With breakneck speed, House and Senate Health and Human Services Appropriations conference committees met Tuesday morning and agreed to $47 million in new money for child welfare services, far below what child advocates had hoped for but more money for treatment services than either chamber had originally sought.
The proposal also gives the governor only about $21 million of the $40 million he sought to expand child protection services — $31 million of which the governor wanted to be controlled by the Department of Children and Families.
The budget conference is an annual ritual in which legislators meet in public to agree on what has been hammered out behind the scenes as they try to reach accord on differences between the differing budgets drafted by the House and Senate.
In this case, Senate HHS Appropriations Chairwoman Denise Grimsley, R-Sebring, made the first offer early Tuesday. The group adjourned for five minutes to “confer” and, with zero comment, discussion, questions or elaboration, the House HHS Appropriations Chairman Matt Hudson, R-Naples, agreed to it.
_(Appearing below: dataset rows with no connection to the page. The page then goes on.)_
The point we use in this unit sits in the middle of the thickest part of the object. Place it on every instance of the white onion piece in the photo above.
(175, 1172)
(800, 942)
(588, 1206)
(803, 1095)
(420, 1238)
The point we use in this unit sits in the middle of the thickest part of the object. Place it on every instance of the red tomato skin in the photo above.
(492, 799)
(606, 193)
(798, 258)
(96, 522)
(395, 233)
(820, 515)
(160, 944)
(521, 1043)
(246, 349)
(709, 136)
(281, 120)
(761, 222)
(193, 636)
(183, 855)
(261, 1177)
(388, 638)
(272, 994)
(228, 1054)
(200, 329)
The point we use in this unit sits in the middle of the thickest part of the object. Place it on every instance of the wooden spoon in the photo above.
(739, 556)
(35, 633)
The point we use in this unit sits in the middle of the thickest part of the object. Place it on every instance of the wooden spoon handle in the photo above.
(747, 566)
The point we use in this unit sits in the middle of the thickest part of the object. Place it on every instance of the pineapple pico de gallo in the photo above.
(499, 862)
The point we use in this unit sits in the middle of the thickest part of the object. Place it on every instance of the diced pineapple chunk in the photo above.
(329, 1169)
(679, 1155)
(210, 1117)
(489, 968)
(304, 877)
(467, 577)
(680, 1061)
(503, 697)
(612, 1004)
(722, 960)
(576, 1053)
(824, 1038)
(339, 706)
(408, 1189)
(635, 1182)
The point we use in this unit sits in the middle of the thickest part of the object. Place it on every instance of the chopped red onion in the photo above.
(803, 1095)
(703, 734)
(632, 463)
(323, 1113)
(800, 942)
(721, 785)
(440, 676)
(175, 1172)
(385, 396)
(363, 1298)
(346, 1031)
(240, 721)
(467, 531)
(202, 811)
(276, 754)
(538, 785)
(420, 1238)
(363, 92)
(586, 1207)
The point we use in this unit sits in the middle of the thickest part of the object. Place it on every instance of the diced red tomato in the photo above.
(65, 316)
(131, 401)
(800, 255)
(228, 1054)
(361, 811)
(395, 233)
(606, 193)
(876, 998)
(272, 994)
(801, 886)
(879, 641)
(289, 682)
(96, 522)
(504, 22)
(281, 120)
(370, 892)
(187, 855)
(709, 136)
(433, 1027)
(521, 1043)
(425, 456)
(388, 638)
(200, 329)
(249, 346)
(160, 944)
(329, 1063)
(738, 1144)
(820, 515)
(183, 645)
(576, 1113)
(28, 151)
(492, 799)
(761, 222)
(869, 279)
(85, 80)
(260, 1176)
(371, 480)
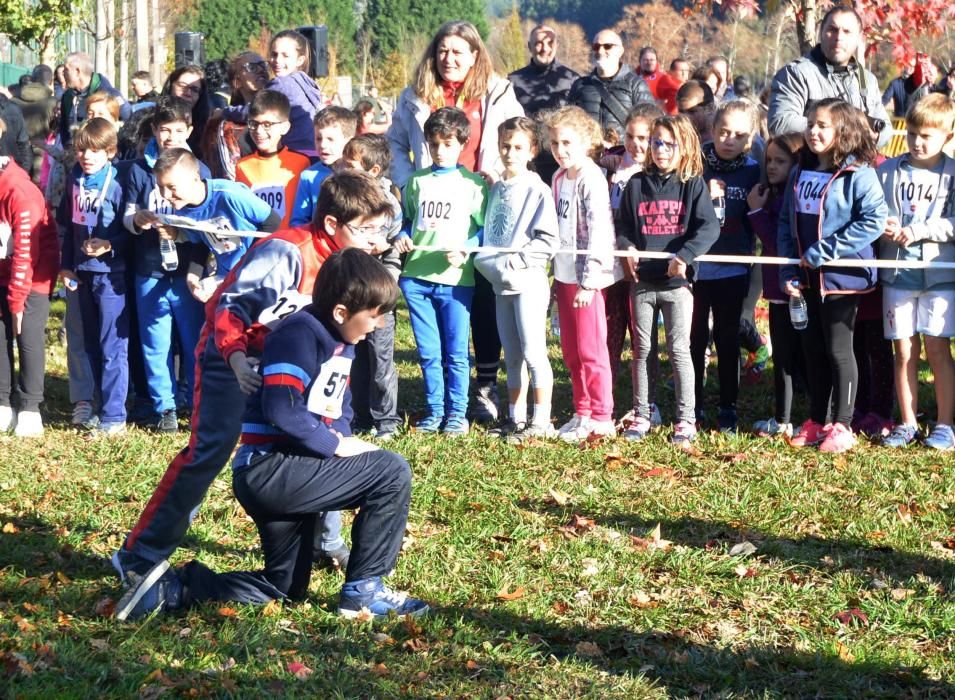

Here are the details as presented by Grimsley:
* $13 million to hire 191 child protective investigators, as requested by the governor — far short of the $32 million he initially sought,
* $5 million for expansion of the Healthy Families program,
* $8 million for select sheriff’s departments that handle investigations of child abuse, the same amount requested by the governor.
* $10 million to the Community-Based-Care organizations; this is a net increase of $4.6 million because their initial budgets were reduced by $5.4 million,
* $3 million for human trafficking,
* $5 million to target at-risk families with young children who need substance abuse treatment.
The final item is a major shift in funding from where the House and Senate started and a reflection of the pleas by child advocates to shift more money into services that could make the most difference in changing family behavior. Child advocates also asked for $25.4 million to allow the privately-run local agencies that manage the cases of at-risk kids to hire more case workers as additional children are brought into the system by the new child protection investigators.
The budget proposal also is a bit of a rebuke to Gov. Rick Scott, who initially asked for $31 million to hire more child protective investigators. The governor reached that number in January and never modified that request to seek additional money for treatment services, even after the Miami Herald Innocents Lost series in March demonstrated that 80 percent of the 477 children who died of abuse and neglect in the last six years were to families whose parents were suffering from mental health and substance abuse problems.
Child advocates warned that the governor’s plan would do a better job of keeping a tally of the at-risk kids but would do little to get at the root causes that led to the abuse in the dysfunctional families.